By the historical nature of the claims of the gospel, Christian belief is vulnerable to historical disconfirmation. If scholarship should demonstrate that Jesus never lived or if archeologists could produce his bones, the gospel would be decisively disproven. If secular biblical criticism should prove that Jesus was dramatically and irreconcilably different from the Jesus rendered in the canonical gospels, then faith would become impossible. But Christian belief is not grounded on the fragile reconstructions of historians–and never has been. The gospel is the proclamation that Jesus has been raised from death for our salvation. To believe this message is to know that Jesus is risen, for only he can speak to us the promises of the gospel. Christians place their faith in the living Christ, who gives himself to his disciples in Word and Sacrament. “We cannot reach Christ through historical reconstruction,” declares Joseph Cardinal Ratzinger. “It may be helpful, but it is not sufficient and, on its own, becomes mere necrophilia.

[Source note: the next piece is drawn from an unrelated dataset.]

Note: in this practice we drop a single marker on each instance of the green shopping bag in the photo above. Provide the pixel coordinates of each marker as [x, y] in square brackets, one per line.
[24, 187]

We encounter him as a living Person only in the foretaste of his presence which is called ‘Church'” (Feast of Faith, p. 28) Ratzinger is not suggesting that historical research is irrelevant. He is not promoting a gnostic Christ disconnected to the Jesus of history. But he is reminding us that Christians need not look to the ever-changing opinions of historians for permission to believe the claims of the gospel.